I am trying to improve an event-driven processing system, which is having a few problems because the events are not guaranteed to arrive in the correct chronological sequence. This is due to batching and caching upstream which is currently out of my control.
The sequence errors are not a complete disaster for my processor, mainly because it’s FSM oriented and so copes with “weird” transitions and mostly ignores them. Also the events are timestamped and expected to be delayed so we are used to reconstructing history. However there are a few cases which cause unwanted behaviour or unnecessary double-processing.
I’m looking for a technique which can either somehow queue up, group the events and sort them before processing, or perhaps identify “transactions” in the stream.
An example correct event stream would be like this, noting that all events are timestamped:
10:01 User Session Start (user A) 10:02 Device event 1 10:03 Device event 2 10:10 User Session End (user A) 10:15 User Session Start (user A) 10:16 User Session End (user A) 10:32 User Session Start (user B) 10:34 Device event 3 10:35 Device event 4 10:50 User Session End (user B)
My downstream processor keeps track of who is using a device, but also needs to correlate the other device events with the users. It does that by keeping state of the sessions, while receiving the other events.
Each event is in practise processed by different message queue workers, with a central database. So there are potential race hazards, but that’s not the focus of this question.
The problems arise when the same stream arrives like this, where the … indicate gaps between the three “batches” as they are received much later.
10:10 User Session End (user A) 10:01 User Session Start (user A) 10:02 Device event 1 10:03 Device event 2 ... 10:16 User Session End (user A) 10:15 User Session Start (user A) 10:34 Device event 3 10:35 Device event 4 ... 10:50 User Session End (user B) 10:32 User Session Start (user B)

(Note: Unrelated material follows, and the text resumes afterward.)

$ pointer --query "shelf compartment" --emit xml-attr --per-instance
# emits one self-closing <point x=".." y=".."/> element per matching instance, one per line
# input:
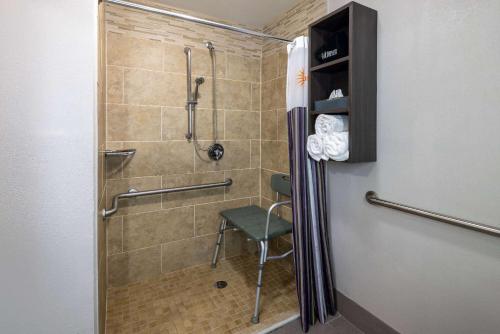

I am particularly interested in “the final device event in a session”. So here I need the 10:10 session and + the 10:03 Device event 2, to complete the picture. I know that any device event timeboxed between 10:01 and 10:10 is “owned” by user A, so when I receive device event 2, I can correlate it – OK. When I receive the 10:01 start event I can ignore it, as I already saw the corresponding end (just annoying). When I receive device event 1, I can’t tell if it’s the final one or not, so I process it. Then I receive device event 2 immediately after and re-do the same work, update the state to presume this is the last one. I cannot predict if there will be any more device events coming, so the FSM has to just remain with that assumption – which in this case is correct.
The next batch is harder to deal with. I get a second “empty” session from user A – not a problem in itself. Then I get some device events out of sequence which are for the user B session which I’ve not received yet. This isn’t a critical problem, I can update the associated device model with this information, but cannot complete the processing yet.
Eventually the user B events arrive and I can correlate back with the device events, again ignoring “older” events where possible.
You can hopefully see this adds a lot of difficulty to the processing and is probably leading to some missing cases.
What can I do to massage this event stream to make it more processable?
I have been thinking about:
- event sourcing (but it requires correct sequence)
- re-buffering the queue for X minutes (but I still can’t be sure how long)
- implementing something like the Nagle Algorithm for chunking and pause/gap detection
- Combine all the workers into one, with an FSM (mirroring the session-boxing) which then outputs the events once they’ve satisfied the inter-dependency sequence checks
- Don’t fix the queue and implement a random-order resilient processor
Because I can make some assumptions about the likely contents of the stream, I can considering a “transaction detector” or making no assumptions just a more generalised “stream re-order” approach.
I know sequence numbers would solve it easily, but as mentioned I cannot presently modify the upstream publisher.
I am not looking for an entire solution – just pointers to algorithms or techniques used for this class of problem, so I can do further research.